We see that the LHD is – infinity, since there is a finite (negative) change in the function’s value in going from \({{\rm{I}}^ - }{\rm{ }}\) to \(I\).

Thus, f(x) is non-differentiable at all integers. At all other values of x, f(x) is differentiable with the derivative’s value being 1.

Derivative of discontinuous functions will become more clear when you study impulse (Dirac delta) functions at the undergraduate level.

(iv)   \(\boxed{f\left( x \right) = \sin x}\)

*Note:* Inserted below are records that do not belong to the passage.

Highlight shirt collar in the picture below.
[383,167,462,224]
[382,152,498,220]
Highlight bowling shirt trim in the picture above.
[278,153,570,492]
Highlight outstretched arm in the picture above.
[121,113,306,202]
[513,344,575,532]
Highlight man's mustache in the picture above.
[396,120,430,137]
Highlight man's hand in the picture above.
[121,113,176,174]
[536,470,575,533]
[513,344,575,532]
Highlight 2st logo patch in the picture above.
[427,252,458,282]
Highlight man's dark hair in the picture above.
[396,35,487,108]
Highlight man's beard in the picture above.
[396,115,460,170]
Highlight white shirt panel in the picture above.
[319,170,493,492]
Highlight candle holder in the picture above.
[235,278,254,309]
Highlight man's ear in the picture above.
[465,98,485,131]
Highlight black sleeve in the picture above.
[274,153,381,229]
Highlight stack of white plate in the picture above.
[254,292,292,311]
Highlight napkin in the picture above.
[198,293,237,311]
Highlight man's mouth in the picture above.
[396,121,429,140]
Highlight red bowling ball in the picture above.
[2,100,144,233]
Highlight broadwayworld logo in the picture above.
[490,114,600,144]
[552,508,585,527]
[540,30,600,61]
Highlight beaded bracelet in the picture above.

This function seems ‘smooth’ everywhere. We will now verify this:

\[\begin{align}&{\rm{LHD}}\; = \mathop {\lim }\limits_{h \to 0} \frac{{\sin \left( {x - h} \right) - \sin x}}{{ - h}}\\&\qquad{\rm{    \;   }} = \mathop {\lim }\limits_{h \to 0} \frac{{2\cos \left( {x - \frac{h}{2}} \right)\sin \left( { - \frac{h}{2}} \right)}}{{ - h}}\\&\qquad\; = {\rm{}}cosx\\&{\rm{RHD}} = \mathop {\lim }\limits_{h \to 0} \frac{{sin\left( {x + h} \right) - \sin x}}{h}\\&\qquad{\rm{        }} = \mathop {\lim }\limits_{h \to 0} \frac{{2\cos \left( {x + \frac{h}{2}} \right)\sin \left( {\frac{h}{2}} \right)}}{h}\\&\quad\quad{\rm{         }} = {\rm{ }}cosx \end{align}\]

Hence, LHD = RHD for all values of x; sin x is everywhere differentiable. The derivative at x (slope of tangent at x) has the numerical value cos x.

\( \Rightarrow \) The derivative of sin x is cos x.

By now you should be pretty clear about the meaning and graphical significance of differentiability and evaluating the derivative. Evaluating the derivative using the process we have described above is called differentiation using first principles.

This discussion is extremely important to whatever we’ll study afterwards. You must ensure that you’ve fully understand this.